ІІ.4.2.6. Atomic Absorption Spectroscopy (AAS) :

Atomic Absorption SpectroscopyAtomic absorption spectrometry (AAS) refers to an analytical technique for measuring concentration of chemical elements in a sample based on absorption of radiation energy by a particular chemical element. The method is highly sensitive since it can be employed to determine up to parts per billion in a gram of a sample. The technique relies on the light wavelength absorbed by atoms of specific element within the ultraviolet to visible light region, which corresponds to the amount of energies required to excite electrons from lower energetic state to higher energetic state.

Atomic absorption spectroscopy determines the quantity of an element based on the photons of energy absorbed by the atoms of the test sample. A detector is used to determine the light wavelengths that the sample transmits, which is then compared to the original wavelengths absorbed by the sample. This is followed by integration of the changes in absorbed wavelength to generate an output of peaks that correspond to the absorbed energy at discrete wavelengths. The amount of energy required to emit an electron from the atom is called ionization energy, and it is unique for different chemical element. During the transition of an electron from one state of energy to another, a photon of energy, E is emitted. Atoms of a given element have characteristic spectral line due to emission produced. This implies that each atom has unique wavelength pattern at which energy absorption takes place depending on the unique electronic configuration in the outermost energy level. While this allows for qualitative determination of individual element in a sample, quantitative analysis is determined by calculation using Beer-Lambert law.

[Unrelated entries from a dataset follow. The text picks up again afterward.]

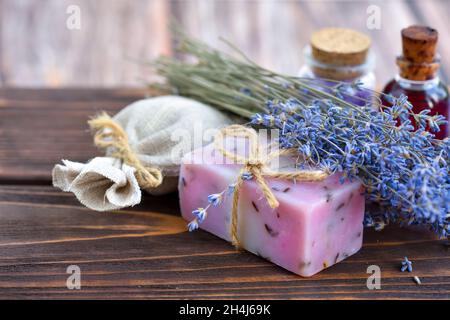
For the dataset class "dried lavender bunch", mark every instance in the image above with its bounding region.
[153,33,450,237]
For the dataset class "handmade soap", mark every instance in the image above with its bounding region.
[179,141,364,277]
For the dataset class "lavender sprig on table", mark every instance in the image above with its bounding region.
[153,29,450,237]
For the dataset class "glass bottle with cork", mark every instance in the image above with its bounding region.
[383,26,450,139]
[299,28,375,104]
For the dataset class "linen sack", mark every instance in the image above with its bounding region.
[52,96,231,211]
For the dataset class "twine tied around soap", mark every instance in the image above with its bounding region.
[214,125,328,248]
[88,112,163,189]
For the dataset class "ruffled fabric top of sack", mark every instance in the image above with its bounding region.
[53,96,231,211]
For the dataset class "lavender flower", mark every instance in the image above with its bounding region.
[192,208,207,223]
[208,192,223,207]
[188,219,198,232]
[400,257,412,272]
[252,96,450,237]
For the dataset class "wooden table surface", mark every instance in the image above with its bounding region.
[0,89,450,299]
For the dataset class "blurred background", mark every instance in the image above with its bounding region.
[0,0,450,87]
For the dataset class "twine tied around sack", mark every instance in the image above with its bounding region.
[88,112,163,189]
[214,125,328,248]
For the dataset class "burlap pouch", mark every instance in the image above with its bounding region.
[52,96,231,211]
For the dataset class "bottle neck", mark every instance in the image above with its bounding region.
[395,74,440,91]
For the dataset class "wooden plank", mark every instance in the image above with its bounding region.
[0,89,149,183]
[0,186,450,299]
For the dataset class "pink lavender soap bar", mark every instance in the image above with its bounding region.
[179,141,364,277]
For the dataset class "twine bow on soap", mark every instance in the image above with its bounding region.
[214,125,328,247]
[88,113,163,189]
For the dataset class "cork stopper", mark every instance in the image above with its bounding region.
[310,28,370,66]
[397,26,439,81]
[402,26,438,63]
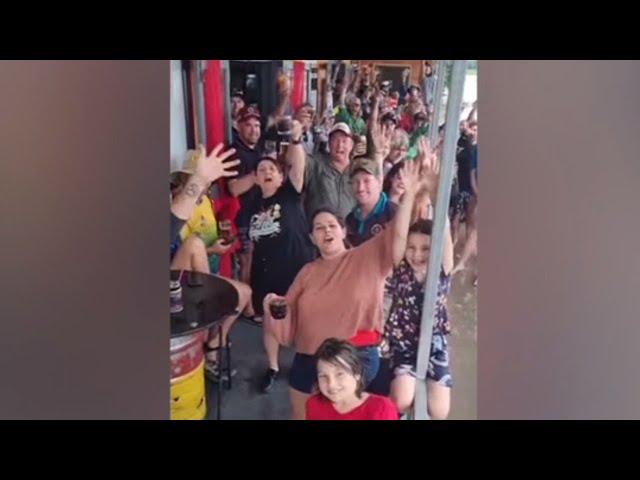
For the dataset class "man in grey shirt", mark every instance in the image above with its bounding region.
[304,123,356,219]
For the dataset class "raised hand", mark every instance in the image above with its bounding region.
[400,153,422,194]
[371,122,393,154]
[195,143,240,183]
[291,120,302,141]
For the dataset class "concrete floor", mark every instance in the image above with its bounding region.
[207,265,478,420]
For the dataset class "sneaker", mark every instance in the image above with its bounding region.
[261,368,278,393]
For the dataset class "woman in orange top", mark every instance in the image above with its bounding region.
[264,144,437,420]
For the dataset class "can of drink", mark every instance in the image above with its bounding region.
[169,280,184,313]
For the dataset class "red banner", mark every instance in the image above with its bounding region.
[204,60,240,278]
[291,62,307,111]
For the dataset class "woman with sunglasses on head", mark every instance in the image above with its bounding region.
[264,147,437,420]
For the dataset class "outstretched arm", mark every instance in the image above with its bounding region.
[171,144,240,220]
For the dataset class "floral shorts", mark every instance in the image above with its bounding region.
[391,333,453,388]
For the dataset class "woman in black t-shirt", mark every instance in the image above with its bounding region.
[248,121,313,391]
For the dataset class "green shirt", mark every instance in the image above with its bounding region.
[304,153,356,222]
[335,106,367,135]
[407,125,429,160]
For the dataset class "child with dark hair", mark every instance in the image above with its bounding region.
[306,338,398,420]
[384,219,453,420]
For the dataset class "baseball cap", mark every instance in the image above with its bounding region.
[238,107,260,122]
[381,112,398,125]
[329,122,353,137]
[350,157,380,177]
[413,111,429,122]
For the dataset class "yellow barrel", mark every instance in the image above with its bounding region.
[171,361,207,420]
[171,333,207,420]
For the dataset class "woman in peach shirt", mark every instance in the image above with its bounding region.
[264,143,437,420]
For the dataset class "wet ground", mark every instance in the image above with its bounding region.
[207,256,478,420]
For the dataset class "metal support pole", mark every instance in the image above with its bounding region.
[195,60,207,147]
[414,60,467,420]
[429,60,447,147]
[220,60,233,145]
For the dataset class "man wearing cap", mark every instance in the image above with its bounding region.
[228,106,262,283]
[336,91,367,136]
[304,123,356,218]
[347,158,397,247]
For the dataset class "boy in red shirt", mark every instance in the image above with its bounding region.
[306,338,399,420]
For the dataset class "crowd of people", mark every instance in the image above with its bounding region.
[171,61,478,420]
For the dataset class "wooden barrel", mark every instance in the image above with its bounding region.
[171,332,207,420]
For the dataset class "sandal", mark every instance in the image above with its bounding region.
[240,315,264,327]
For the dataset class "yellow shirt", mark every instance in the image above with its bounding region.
[180,196,219,272]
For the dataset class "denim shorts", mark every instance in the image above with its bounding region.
[238,227,251,254]
[289,346,380,394]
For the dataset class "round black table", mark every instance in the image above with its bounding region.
[171,270,238,338]
[171,270,239,420]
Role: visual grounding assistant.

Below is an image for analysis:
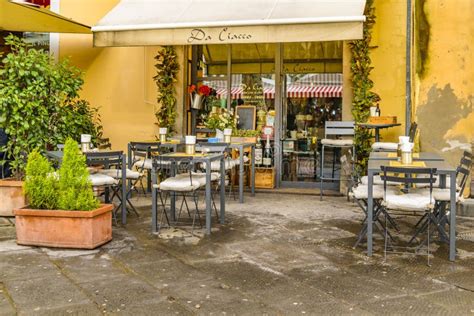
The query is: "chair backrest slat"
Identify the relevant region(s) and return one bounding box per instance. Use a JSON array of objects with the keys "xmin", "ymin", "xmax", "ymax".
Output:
[
  {"xmin": 85, "ymin": 151, "xmax": 124, "ymax": 168},
  {"xmin": 196, "ymin": 142, "xmax": 229, "ymax": 153},
  {"xmin": 324, "ymin": 121, "xmax": 355, "ymax": 137},
  {"xmin": 408, "ymin": 122, "xmax": 418, "ymax": 143}
]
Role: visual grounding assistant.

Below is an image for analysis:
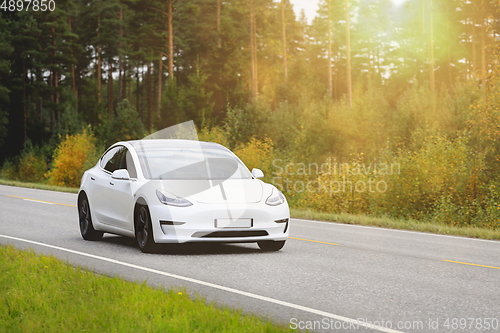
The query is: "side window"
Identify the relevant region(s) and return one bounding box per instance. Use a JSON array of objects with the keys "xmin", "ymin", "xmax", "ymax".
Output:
[
  {"xmin": 125, "ymin": 150, "xmax": 137, "ymax": 178},
  {"xmin": 117, "ymin": 147, "xmax": 137, "ymax": 178},
  {"xmin": 101, "ymin": 147, "xmax": 124, "ymax": 172}
]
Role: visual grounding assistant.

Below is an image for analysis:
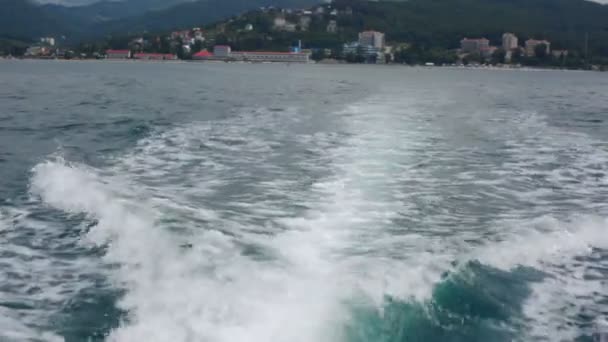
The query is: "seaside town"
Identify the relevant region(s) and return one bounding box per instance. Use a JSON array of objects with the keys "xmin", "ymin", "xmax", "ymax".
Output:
[{"xmin": 8, "ymin": 3, "xmax": 603, "ymax": 70}]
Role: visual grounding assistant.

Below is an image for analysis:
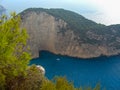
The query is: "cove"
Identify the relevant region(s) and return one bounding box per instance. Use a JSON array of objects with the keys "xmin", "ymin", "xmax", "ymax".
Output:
[{"xmin": 30, "ymin": 51, "xmax": 120, "ymax": 90}]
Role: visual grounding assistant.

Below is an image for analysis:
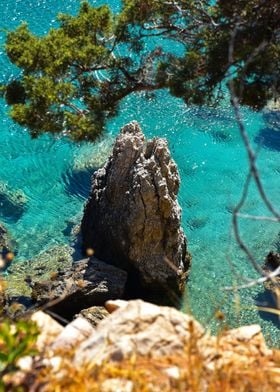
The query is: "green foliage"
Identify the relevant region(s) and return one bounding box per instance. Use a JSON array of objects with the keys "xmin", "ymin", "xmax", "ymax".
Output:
[
  {"xmin": 0, "ymin": 319, "xmax": 39, "ymax": 390},
  {"xmin": 0, "ymin": 0, "xmax": 280, "ymax": 140}
]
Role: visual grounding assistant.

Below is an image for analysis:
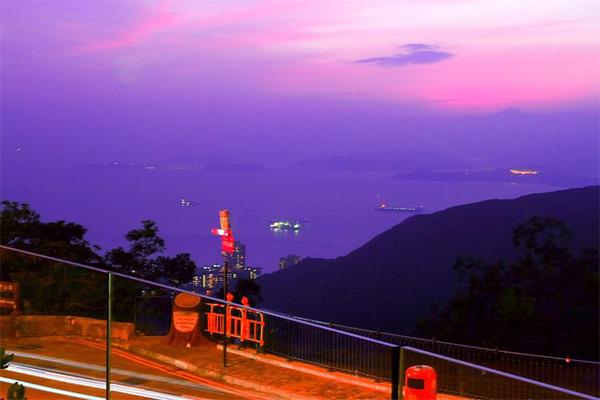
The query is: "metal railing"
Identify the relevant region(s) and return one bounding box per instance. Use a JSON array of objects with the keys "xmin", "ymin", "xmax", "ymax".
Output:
[
  {"xmin": 0, "ymin": 245, "xmax": 400, "ymax": 399},
  {"xmin": 400, "ymin": 346, "xmax": 598, "ymax": 400},
  {"xmin": 296, "ymin": 319, "xmax": 600, "ymax": 396}
]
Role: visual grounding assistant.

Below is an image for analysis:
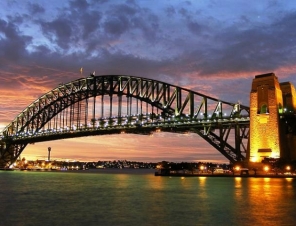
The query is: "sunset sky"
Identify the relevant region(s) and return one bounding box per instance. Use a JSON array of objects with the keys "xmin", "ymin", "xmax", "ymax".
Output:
[{"xmin": 0, "ymin": 0, "xmax": 296, "ymax": 162}]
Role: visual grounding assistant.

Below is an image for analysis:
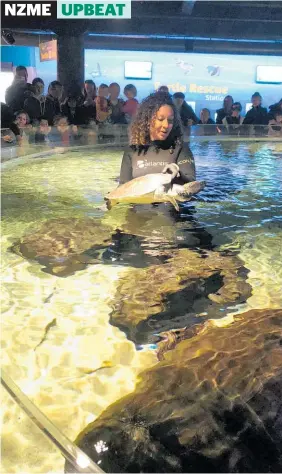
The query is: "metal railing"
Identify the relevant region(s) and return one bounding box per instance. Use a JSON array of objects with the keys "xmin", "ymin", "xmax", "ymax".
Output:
[{"xmin": 1, "ymin": 369, "xmax": 104, "ymax": 473}]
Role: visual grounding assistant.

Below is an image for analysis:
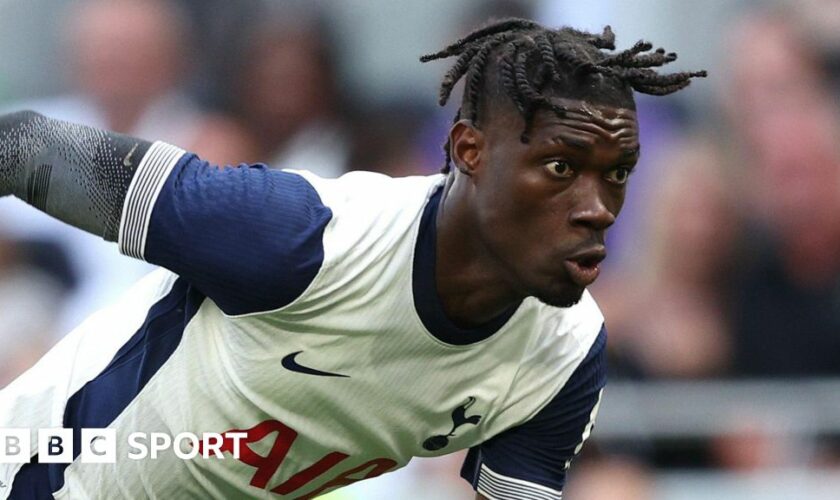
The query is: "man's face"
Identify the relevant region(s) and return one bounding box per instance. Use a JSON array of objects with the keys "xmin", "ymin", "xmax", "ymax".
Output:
[{"xmin": 471, "ymin": 99, "xmax": 639, "ymax": 307}]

According to Sun et al. [223], atomic absorption spectrophotometry is one of the most frequently used methods in determination of heavy metals in herbal materials.  That is, the quantity of absorbing atoms of the sample element is passed through light ray from the source (hollow cathode lamp) for the element analyzed, through numerous atoms of the sample analysed. It is worth noting that the only atoms that absorb transmitted are those similar to ones in the lamp. As pointed out by Beaut and Kerber [224], reduction in light quantity reaching the detector corresponds to the concentration of sample element.